Analyzing and acting
Another useful feature provided by this Kafka integration is the ability to perform streaming analytics on top of incoming data. Using a familiar SQL-like language (or in code), you can build applications that transform, filter join and aggregate events happening across your systems in-real-time and then be able to respond immediately.
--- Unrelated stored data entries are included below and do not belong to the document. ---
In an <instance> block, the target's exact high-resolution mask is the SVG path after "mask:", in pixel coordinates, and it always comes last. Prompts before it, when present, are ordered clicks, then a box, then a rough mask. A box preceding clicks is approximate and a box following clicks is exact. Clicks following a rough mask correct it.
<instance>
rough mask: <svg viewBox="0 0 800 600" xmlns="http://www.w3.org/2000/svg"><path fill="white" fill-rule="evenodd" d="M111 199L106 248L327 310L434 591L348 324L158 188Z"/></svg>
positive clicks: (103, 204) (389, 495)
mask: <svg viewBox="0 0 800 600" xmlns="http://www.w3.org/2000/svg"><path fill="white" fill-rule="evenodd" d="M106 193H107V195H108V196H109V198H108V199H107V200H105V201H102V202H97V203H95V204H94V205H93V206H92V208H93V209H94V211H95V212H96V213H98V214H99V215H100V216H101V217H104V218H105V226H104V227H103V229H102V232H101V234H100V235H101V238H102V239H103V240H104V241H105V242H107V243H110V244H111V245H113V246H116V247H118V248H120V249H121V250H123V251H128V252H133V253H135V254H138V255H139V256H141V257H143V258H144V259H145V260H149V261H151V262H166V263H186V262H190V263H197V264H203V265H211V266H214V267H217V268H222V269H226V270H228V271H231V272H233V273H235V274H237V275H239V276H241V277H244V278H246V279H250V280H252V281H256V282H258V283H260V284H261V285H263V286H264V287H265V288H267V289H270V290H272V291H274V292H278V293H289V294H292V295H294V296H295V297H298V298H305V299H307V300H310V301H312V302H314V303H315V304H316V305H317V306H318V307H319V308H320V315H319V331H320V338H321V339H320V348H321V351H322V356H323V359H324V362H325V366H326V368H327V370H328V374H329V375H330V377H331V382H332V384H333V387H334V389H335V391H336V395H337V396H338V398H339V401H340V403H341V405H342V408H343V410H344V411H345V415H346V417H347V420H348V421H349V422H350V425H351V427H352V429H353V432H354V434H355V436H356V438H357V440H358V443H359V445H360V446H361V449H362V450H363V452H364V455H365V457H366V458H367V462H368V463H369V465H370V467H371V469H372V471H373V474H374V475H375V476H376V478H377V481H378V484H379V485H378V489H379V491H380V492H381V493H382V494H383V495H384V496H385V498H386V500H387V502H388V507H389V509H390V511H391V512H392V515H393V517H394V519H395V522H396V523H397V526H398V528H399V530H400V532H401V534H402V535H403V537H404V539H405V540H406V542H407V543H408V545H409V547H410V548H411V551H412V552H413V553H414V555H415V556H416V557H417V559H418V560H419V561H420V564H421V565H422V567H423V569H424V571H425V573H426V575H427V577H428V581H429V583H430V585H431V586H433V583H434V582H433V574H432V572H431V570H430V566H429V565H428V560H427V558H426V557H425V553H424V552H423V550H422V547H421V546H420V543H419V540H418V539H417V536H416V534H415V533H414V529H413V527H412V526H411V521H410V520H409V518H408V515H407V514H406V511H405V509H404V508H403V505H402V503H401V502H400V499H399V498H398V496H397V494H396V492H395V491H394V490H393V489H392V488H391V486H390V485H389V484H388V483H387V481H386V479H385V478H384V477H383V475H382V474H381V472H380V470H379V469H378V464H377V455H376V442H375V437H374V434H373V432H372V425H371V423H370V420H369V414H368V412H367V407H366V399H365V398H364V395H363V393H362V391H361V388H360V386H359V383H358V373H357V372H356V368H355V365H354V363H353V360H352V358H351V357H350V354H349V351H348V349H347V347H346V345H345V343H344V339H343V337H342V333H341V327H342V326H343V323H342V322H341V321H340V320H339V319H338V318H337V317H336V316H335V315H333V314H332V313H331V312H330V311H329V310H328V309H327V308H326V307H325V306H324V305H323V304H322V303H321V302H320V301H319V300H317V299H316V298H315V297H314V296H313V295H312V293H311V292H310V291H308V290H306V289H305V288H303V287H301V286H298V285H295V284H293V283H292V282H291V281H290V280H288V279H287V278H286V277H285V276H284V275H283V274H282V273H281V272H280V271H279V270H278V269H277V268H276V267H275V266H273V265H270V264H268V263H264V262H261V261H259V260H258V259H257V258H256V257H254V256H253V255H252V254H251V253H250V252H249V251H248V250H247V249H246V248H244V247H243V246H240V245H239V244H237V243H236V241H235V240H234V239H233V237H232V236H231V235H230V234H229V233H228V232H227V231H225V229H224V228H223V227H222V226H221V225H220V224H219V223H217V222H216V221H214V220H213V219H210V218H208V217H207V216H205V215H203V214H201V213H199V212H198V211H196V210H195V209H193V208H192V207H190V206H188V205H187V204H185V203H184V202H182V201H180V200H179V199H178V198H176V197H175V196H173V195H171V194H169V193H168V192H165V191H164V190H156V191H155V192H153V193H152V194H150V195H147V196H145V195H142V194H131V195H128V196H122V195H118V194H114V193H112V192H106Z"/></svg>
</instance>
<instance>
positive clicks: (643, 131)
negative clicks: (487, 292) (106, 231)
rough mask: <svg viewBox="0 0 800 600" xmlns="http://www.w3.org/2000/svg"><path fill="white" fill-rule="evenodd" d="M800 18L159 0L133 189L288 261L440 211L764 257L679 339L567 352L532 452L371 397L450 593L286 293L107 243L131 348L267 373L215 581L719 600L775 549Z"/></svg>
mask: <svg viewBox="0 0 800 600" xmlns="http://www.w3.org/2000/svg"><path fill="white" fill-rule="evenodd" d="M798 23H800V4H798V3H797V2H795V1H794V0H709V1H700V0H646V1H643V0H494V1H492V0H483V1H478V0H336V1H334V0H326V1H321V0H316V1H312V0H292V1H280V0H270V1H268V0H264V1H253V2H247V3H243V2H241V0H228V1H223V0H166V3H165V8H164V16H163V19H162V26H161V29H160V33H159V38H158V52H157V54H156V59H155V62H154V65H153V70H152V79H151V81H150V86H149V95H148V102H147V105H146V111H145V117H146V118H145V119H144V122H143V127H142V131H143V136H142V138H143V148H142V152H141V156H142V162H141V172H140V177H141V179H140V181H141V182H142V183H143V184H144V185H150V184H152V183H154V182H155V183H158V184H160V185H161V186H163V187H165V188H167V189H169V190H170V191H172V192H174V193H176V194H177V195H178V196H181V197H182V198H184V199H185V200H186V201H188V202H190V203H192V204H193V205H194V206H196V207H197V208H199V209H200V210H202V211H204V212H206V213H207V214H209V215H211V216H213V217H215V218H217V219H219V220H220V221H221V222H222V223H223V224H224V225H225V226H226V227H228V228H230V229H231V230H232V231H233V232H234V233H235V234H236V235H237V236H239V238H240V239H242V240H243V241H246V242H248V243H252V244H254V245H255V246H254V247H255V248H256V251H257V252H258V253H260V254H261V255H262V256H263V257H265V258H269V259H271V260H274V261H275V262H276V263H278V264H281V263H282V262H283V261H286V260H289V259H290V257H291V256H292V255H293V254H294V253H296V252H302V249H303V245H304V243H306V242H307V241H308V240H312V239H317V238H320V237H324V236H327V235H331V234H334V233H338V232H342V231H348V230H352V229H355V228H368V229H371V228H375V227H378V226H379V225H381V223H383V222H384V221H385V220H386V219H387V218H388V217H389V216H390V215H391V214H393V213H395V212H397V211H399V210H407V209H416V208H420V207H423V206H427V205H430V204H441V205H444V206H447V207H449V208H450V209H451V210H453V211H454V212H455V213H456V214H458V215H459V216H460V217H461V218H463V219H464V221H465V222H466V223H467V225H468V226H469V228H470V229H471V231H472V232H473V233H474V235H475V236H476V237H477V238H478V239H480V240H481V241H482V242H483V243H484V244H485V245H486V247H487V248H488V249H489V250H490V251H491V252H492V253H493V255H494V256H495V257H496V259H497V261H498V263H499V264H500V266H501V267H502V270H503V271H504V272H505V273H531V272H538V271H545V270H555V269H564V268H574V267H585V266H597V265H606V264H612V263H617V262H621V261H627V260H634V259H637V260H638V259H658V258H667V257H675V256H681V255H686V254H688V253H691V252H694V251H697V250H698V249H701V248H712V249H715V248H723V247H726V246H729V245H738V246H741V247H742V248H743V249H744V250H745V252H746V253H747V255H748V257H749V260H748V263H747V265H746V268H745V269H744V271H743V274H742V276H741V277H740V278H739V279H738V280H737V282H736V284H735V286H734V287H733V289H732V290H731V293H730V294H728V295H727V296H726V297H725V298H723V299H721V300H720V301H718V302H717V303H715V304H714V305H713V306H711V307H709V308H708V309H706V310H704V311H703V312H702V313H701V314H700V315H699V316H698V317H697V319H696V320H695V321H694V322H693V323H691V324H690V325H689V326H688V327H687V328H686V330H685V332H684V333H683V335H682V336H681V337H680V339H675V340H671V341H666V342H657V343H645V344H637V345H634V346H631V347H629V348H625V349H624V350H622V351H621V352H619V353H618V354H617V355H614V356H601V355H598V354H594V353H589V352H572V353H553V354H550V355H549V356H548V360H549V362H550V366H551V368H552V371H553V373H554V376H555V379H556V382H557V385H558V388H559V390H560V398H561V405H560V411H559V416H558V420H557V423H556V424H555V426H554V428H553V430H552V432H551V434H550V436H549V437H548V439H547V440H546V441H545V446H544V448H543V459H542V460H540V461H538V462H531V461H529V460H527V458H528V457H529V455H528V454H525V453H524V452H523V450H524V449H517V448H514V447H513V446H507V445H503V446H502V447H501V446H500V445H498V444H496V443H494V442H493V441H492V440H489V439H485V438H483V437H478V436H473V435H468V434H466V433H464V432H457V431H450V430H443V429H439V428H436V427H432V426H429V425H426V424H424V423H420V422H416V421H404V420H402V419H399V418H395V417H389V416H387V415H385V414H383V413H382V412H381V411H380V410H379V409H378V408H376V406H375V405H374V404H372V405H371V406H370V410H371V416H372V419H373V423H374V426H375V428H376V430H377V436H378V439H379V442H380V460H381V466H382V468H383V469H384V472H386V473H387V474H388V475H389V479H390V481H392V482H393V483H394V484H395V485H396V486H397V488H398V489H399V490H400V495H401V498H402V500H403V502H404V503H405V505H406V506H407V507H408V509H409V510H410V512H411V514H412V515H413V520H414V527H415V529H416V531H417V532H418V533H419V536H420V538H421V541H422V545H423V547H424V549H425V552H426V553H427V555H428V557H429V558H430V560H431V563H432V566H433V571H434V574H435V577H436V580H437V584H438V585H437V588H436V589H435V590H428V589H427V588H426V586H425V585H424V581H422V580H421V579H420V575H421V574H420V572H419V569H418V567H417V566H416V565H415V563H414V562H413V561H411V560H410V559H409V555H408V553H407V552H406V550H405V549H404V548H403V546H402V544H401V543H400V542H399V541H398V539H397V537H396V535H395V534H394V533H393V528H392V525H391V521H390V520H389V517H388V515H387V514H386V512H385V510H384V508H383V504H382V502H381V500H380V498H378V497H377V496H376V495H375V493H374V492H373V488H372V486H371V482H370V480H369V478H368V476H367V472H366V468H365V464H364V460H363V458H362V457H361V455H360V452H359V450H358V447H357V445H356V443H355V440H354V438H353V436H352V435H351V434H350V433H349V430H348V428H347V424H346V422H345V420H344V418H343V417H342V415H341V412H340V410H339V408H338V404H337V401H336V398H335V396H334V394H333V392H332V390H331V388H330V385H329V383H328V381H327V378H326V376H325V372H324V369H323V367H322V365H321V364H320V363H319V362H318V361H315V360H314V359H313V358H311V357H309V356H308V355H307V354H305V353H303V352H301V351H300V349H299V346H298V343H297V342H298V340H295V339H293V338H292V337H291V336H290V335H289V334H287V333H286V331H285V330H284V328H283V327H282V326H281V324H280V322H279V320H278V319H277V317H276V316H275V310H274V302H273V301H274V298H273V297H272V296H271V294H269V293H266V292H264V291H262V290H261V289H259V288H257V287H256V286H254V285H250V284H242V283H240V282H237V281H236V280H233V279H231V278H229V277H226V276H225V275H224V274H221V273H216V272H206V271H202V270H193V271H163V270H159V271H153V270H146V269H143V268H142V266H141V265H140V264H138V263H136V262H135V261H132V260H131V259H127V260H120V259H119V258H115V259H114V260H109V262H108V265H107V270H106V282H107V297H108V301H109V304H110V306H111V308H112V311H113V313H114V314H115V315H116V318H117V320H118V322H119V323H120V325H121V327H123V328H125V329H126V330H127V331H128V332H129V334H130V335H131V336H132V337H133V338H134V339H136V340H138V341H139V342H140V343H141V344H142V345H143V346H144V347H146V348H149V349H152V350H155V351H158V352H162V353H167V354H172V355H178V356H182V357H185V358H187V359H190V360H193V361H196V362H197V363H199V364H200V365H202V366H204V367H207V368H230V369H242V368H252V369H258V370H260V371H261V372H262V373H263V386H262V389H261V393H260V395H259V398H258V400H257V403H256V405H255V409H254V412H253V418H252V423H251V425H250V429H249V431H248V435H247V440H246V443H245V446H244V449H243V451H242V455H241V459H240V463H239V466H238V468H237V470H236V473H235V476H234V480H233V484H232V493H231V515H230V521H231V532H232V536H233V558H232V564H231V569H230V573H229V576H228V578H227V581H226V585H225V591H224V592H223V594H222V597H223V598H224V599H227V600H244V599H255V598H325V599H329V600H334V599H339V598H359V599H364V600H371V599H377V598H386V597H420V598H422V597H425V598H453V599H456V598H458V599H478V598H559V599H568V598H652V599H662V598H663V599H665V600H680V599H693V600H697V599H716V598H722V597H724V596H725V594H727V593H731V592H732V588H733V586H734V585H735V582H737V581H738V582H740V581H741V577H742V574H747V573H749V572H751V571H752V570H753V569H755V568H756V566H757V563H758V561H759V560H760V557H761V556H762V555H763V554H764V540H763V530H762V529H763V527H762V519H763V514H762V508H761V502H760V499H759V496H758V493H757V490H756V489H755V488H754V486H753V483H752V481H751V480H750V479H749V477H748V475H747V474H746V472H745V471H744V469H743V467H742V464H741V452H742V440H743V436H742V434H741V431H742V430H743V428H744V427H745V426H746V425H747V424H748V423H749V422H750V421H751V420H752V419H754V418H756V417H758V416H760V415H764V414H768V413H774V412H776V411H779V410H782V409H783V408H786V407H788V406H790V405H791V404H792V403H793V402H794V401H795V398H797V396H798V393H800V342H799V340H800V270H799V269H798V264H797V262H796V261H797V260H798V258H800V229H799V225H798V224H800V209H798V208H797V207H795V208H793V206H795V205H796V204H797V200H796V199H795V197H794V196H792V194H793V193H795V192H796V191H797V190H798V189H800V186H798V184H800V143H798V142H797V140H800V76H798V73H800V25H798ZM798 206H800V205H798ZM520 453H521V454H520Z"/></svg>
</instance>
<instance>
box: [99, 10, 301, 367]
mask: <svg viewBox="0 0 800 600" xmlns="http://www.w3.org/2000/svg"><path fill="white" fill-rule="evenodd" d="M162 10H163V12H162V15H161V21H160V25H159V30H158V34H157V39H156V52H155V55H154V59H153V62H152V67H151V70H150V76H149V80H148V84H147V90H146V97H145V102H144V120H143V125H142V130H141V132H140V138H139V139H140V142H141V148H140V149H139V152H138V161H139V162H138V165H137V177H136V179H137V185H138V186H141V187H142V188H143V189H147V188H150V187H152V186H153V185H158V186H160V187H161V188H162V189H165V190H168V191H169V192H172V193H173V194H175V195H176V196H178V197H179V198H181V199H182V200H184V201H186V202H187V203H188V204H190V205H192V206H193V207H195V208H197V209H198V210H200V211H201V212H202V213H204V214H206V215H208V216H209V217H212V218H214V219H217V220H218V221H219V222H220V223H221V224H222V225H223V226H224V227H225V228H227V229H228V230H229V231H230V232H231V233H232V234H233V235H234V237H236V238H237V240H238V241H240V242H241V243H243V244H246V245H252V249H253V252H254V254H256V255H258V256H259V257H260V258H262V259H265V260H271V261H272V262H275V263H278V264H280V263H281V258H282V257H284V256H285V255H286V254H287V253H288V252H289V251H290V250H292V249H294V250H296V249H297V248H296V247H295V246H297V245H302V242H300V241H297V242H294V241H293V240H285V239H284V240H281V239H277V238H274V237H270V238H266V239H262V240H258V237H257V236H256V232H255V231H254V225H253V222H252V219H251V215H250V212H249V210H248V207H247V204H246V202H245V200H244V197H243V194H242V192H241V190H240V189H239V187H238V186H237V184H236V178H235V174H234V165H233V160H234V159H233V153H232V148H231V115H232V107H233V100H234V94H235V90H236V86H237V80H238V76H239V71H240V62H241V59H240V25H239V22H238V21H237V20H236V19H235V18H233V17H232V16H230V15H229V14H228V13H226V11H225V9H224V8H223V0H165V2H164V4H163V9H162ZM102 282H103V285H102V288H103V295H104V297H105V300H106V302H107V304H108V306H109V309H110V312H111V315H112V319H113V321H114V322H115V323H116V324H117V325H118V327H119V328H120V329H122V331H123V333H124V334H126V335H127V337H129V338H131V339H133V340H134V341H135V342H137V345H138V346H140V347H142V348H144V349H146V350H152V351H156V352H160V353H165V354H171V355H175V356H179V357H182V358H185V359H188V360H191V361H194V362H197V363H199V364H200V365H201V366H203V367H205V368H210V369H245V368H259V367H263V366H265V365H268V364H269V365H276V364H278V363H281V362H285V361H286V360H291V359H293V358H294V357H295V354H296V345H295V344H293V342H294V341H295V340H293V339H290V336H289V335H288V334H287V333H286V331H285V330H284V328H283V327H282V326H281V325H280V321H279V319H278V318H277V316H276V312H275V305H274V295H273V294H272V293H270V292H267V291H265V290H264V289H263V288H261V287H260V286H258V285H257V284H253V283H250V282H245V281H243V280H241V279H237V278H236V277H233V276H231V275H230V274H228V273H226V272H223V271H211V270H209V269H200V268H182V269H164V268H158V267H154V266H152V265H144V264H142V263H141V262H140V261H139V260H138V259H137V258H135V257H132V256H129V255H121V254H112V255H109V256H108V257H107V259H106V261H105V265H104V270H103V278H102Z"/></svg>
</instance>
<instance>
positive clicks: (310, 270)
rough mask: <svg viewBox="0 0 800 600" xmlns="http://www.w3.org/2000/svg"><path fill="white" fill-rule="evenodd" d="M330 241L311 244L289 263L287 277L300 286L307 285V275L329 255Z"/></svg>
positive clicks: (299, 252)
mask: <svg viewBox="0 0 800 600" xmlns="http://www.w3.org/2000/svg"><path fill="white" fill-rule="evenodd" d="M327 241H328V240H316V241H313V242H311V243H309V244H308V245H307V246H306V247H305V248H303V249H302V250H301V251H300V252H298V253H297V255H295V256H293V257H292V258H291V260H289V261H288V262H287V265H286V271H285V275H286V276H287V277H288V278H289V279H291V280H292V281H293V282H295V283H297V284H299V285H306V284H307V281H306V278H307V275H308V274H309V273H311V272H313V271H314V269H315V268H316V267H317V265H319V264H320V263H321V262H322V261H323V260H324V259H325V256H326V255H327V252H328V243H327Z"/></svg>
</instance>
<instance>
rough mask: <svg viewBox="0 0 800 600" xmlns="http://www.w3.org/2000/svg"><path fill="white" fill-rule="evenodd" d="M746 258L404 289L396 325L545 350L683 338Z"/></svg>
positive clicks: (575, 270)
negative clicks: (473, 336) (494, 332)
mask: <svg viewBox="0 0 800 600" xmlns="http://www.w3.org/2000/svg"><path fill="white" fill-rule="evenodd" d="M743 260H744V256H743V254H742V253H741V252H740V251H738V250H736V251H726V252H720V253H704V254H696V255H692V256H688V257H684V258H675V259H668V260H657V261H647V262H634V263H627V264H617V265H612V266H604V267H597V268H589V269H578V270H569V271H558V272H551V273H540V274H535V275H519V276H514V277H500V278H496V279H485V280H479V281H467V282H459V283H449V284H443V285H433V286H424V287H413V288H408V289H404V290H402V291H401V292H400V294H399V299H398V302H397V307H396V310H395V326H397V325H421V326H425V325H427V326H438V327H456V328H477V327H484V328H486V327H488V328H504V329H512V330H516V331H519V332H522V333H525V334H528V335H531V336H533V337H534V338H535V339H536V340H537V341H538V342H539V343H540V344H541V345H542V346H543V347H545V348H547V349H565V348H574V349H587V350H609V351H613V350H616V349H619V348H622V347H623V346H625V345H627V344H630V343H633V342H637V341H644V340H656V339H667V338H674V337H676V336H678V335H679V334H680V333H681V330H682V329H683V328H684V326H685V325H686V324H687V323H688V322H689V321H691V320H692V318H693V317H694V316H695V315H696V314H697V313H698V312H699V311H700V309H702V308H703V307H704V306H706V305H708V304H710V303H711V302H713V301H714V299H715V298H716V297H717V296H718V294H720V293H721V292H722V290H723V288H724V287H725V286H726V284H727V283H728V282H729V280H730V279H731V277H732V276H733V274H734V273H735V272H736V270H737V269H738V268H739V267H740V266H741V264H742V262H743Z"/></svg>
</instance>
Combining it with the Connector framework we discussed previously to forward the results to an external system, you can build a real-time notification pipeline leveraging just your Kafka infrastructure along.
The video below showcases an analytical SQL query running that counts the notifications received from a device sensor over a window of time (10s) and if this count exceeds three, then a Slack notification message is sent (using Kafka Connect):
If you are already using Kafka in your architecture, we hope that you’ll find the developed connector useful to allow a native integration with the Pelion IoT platform. If not, we hope we sparked your interest to explore more. We must admit though that Kafka is not for the faint-hearted, at least in the beginning, but once you get grips with it, we believe you will be impressed with what it can make possible. In an upcoming blog posts, we will look at how Pelion, Kafka and Machine Learning can be used together for real-time predictive maintenance and more. In the meantime, you can visit our quick-start guide to replicate exactly what we have described here. All that is required is a “free-tier” account in Pelion IoT platform, our Virtual-Demo app (in case you don’t own a Pelion Ready hardware) and coffee! Have fun!